Children, on the other hand, do contract the disease, but less commonly. And some will develop “long COVID”, be hospitalized and even die, though seemingly at lower rates than adults. So for kids, the risk vs reward calculation is not as clear, since a tiny proportion of vaccinated children will experience serious, though treatable, adverse events, like mycocarditis. 

For kids, the personal risk and personal reward are both small. The tie-breaker might be the reward to society: getting a significant step closer to herd immunity. It might be mathematically impossible to get to that magical threshold without immunizing children.

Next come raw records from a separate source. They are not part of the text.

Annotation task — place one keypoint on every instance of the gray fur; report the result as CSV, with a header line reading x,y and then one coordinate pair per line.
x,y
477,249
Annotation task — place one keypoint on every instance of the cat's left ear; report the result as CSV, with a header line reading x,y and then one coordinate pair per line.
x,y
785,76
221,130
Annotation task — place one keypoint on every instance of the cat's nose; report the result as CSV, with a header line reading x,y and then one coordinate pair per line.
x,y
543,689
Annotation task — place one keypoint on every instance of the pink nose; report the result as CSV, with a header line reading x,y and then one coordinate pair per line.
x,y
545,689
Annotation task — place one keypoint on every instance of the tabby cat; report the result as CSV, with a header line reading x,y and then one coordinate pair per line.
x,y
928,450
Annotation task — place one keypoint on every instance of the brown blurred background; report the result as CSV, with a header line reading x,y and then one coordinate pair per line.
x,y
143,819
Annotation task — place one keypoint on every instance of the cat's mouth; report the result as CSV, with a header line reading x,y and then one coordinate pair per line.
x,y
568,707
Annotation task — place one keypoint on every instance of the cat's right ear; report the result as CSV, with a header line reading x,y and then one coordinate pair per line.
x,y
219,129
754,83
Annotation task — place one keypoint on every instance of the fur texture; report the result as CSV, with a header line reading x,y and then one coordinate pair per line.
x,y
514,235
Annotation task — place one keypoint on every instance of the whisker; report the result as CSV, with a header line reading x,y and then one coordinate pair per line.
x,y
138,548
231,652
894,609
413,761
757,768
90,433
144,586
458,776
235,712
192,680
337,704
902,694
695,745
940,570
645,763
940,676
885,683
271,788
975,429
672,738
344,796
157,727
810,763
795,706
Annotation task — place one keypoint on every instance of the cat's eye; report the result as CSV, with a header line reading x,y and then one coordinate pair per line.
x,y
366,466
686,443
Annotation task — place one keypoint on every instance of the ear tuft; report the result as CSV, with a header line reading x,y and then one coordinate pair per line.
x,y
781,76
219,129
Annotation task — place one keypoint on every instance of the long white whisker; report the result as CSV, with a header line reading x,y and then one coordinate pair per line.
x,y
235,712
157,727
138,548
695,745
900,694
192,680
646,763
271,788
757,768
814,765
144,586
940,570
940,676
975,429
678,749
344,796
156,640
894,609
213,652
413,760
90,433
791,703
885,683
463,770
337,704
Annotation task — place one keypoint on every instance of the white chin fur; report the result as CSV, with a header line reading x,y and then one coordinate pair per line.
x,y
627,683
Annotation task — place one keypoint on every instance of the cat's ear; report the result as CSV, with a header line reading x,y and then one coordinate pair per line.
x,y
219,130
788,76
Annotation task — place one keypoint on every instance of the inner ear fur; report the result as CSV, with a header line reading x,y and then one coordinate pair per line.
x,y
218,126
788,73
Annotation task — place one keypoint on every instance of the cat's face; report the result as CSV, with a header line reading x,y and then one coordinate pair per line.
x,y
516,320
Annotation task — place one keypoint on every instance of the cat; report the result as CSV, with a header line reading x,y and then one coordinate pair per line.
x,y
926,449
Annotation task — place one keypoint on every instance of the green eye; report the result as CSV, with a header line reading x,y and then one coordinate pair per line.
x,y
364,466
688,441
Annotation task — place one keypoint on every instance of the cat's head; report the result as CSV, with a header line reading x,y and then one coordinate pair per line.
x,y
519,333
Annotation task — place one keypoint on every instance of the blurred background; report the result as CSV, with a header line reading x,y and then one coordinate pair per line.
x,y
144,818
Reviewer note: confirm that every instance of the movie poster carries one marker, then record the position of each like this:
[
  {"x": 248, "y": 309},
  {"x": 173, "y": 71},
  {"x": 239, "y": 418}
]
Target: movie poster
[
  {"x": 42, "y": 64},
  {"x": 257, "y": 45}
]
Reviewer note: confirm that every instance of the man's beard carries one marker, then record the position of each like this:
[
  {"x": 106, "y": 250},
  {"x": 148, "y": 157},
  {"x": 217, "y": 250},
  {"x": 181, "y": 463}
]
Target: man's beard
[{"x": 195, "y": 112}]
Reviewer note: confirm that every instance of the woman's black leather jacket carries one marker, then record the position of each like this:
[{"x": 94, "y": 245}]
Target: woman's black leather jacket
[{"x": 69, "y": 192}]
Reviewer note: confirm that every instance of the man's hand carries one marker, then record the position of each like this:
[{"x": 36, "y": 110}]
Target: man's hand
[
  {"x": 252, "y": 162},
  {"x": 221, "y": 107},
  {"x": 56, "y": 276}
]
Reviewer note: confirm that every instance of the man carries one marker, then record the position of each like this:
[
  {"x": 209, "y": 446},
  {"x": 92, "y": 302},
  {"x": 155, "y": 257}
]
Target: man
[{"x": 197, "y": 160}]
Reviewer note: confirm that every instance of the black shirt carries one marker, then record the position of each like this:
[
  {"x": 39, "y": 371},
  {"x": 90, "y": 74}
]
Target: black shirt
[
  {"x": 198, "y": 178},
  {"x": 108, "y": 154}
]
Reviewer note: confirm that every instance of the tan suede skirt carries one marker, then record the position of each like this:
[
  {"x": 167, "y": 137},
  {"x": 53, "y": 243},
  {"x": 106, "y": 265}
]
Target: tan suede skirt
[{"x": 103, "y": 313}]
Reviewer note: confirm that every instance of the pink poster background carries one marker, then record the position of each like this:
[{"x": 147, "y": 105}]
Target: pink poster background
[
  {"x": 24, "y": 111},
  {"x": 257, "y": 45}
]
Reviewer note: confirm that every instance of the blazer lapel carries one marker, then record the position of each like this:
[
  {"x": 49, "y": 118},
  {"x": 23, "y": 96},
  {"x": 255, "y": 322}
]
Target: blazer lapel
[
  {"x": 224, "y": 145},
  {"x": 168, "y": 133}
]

This distinguishes COVID vaccination from the nine jabs that are presently mandatory for attending Ontario schools. They include tetanus and diphtheria and other diseases that were once societal scourges but that have been tamed by technology. In all nine, vaccination is intended primarily for personal protection. But for COVID, it would be mostly for the protection of others.

 While the COVID vaccine will likely be added to the list of compulsory shots eventually, now is not the time. This is because of the tightrope that public health communicators must presently tread to win the hearts and minds of the vaccine hesitant. Making this particular vaccine mandatory for children might drive the hesitant in to the arms of the hardcore anti-vaxxers who equate public health with authoritarianism. We would thus increase the behaviour we seek to suppress.

And make no mistake, we cannot afford to lose the battle for hearts and minds. We will need the cooperation of the entire populace in months to come, as booster shots become likely and as the struggle against COVID enters an endemic phase.

But not compelling student vaccination doesn’t mean having no vaccination policy at all. The price for exercising one’s bodily freedoms can include more stringent masking requirements, mandatory regular asymptomatic testing, and restriction from certain high risk extracurricular activities. 

We can cajole, incentivize, and educate our way to higher student vaccine uptake. Vaccine hesitancy is fueled by fear, misinformation and apathy. Making vaccination compulsory addresses the apathy, but accentuates the fear and creates vulnerability to misinformation.